天使のアリア––翼の記憶––



「今日はここまでだな」

先輩の声で練習が終わり、窓の外の夕日は西の空の端にいて、もうじき闇が訪れようとしていた。

オレンジと紫を織り込んだような空と
真っ赤な太陽。

そのコントラストがあまりに綺麗で思わず目を奪われた。

「今日はなんだか一段と集中していたな。ミスが全くなかった」

あたしも負けないくらい集中しないとな、と笑う藍羅先輩に、私は、あはは、と苦笑いした。

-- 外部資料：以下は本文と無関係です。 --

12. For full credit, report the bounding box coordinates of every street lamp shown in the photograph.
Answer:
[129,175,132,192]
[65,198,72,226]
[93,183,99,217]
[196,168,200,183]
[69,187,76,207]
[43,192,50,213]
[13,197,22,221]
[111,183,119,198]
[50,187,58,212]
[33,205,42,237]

実は、すごく集中していたのは、ウサギのことを考えないようにするためだった。

ピアノに集中していれば、ウサギのことを考えずに済むと思ったの。

結局、ピアノを弾いている途中にふっと思い出しかけてしまったけれど、その度に思い出さないようにピアノに集中していたところ、ミス一つすることなく練習を終えてしまった。

結果オーライ。作戦は大成功だった。

「この調子なら週末の本番も大丈夫だな」

先輩は腰に手を当てて微笑んだ。

「本番までにできる限りのことを精一杯します。本番は成功させますよ」

私も微笑んだ。

「私の友達も来るって言ってますし、それにデューク先輩も藍羅先輩を見にいらっしゃるんですもんね」

藍羅先輩の顔から微笑みが消え、カァアっと顔の温度は急上昇して赤くなった。

「でゅ、デュークが、あ、あたしを見に来るだとか、そ、そんなことはどうでもいいだろう! 月子もわざわざ言う必要はないから!」

「もしそうなら、何で顔が真っ赤なんですか?」

「そ、それは、れ、練習の後だからだろう!」

「でも、先輩、練習の時から今もずっとクーラー入れていますよね? 暑くないようにって」

「そ、それはだな!」

先輩となんだかんだ言い合いながら音楽室を後にした。


下校するころにはもう太陽は隠れてしまい、代わりに街灯が灯(とも)り街をオレンジに照らしていた。

空は、紫というよりはずっと蒼く、青色というよりはずっと暗く、紺色というよりは明るい色をしていた。

どっちつかずの空の色は確実に刻々と変化し続け、その色を黒に近づけていく。


空には満月とも三日月ともいえない中途半端に欠けた月が浮かんでいた。